Correlations between secretory or membrane-associated DEGs and immune cells in the tumor microenvironment: (a) correlations between survival-associated DEGs and infiltrating immune cells; (b) correlations between DEGs from KRAS subgroups and infiltrating immune cells; (c) correlations among Th2, Th17, CD8+ T cell, HMGCS1, KIF12, and AQP3.
Interestingly, NK.CD56bright cells showed a high correlation with gene sets from KRAS survival-related group while having a poor relationship with gene sets from KRAS mutation subgroups. Also, HMGCS1 is the intersection of the two gene sets, but it has little correlation with infiltrating immune cells. The above characteristics indicated that the expression of the genes played distinct roles in the infiltration of immune cells into the immune environment.

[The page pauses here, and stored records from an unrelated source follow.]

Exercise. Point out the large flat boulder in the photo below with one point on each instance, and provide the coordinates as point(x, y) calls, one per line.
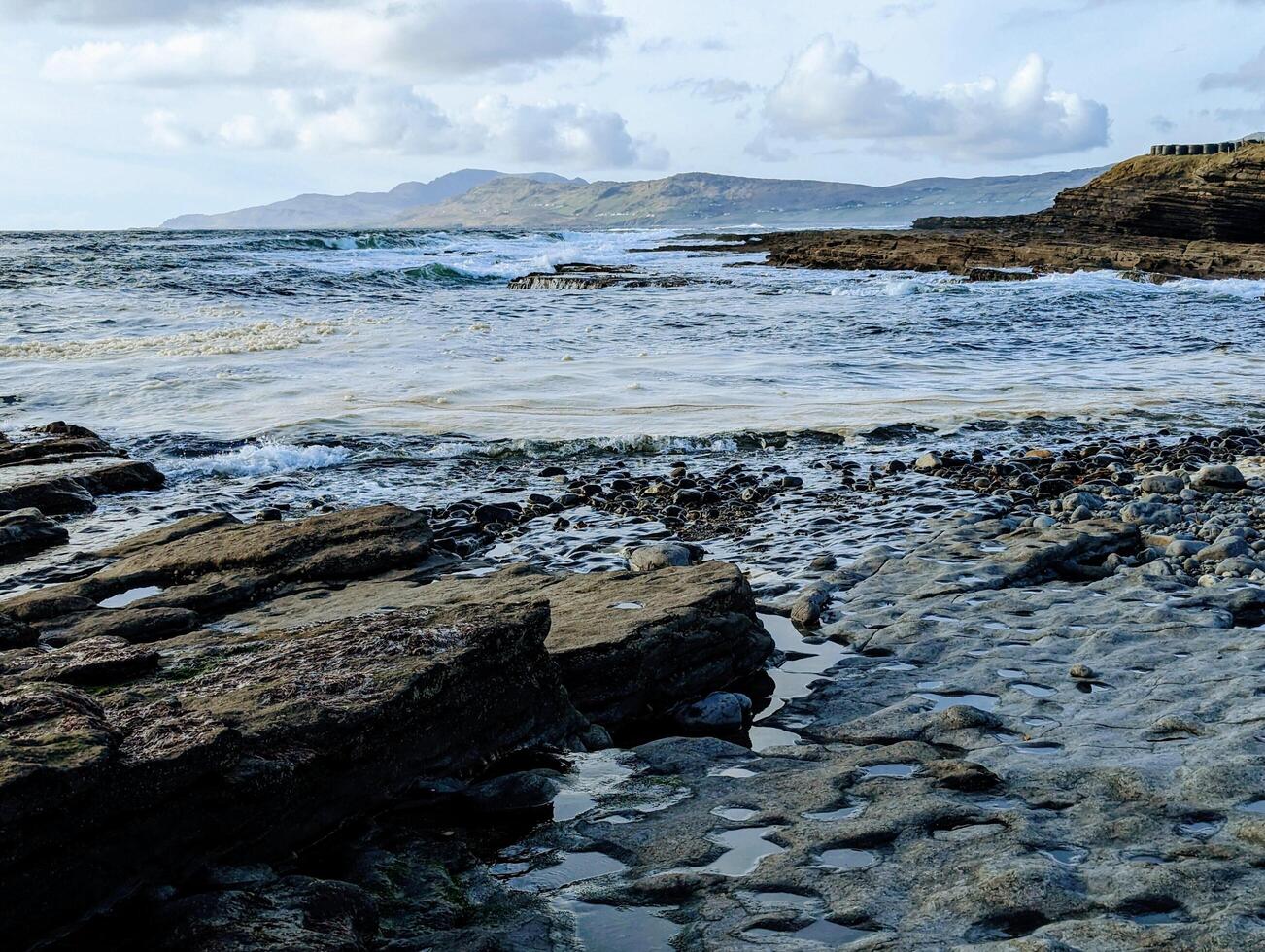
point(174, 578)
point(57, 470)
point(61, 469)
point(124, 765)
point(631, 645)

3.5. Construction of the KRAS Mutation Prediction Model
Eight genes are selected to construct the KRAS mutation prediction model, including CYP24A1, ITPKA, JUP, CLCF1, RASD1, INHA, FSTL4, and MISP. LASSO-logistic regression analysis can reduce model distortion caused by the effects of multiple collinearities (Figures 6(a) and 6(b)). All eight genes were substantially associated with survival in patients with LUAD (p < 0.05). COX regression analysis revealed that all eight genes were related to poorer survival (Figure 7). On the basis of the logistic regression coefficient and the eight genes listed above, we built a KRAS mutation prediction model: score = (0.4825) × CYP24A1 + (1.1393) × ITPKA + (0.5873) × JUP + (0.8046) × CLCF1 + (0.9878) × RASD1 + (0.5984) × INHA + (0.7144) × FSTL4 + (0.2822) × MISP − 3.3221.
Figure 6.

(a) Coefficient profiles of variables in the LASSO regression model; (b) tenfold cross-validation for selecting parameter λ in the LASSO regression model; λ is the turning parameter. The partial likelihood deviance is plotted in log(λ), in which vertical lines are shown at the optimal values by minimum criteria and 1−SE criteria; (c) ROC curve of the prediction model; (d) calibration plot for nomogram; (e) nomogram for the prediction model.
Figure 7.

Kaplan-Meier curves of OS about eight genes in LUAD patients from TCGA.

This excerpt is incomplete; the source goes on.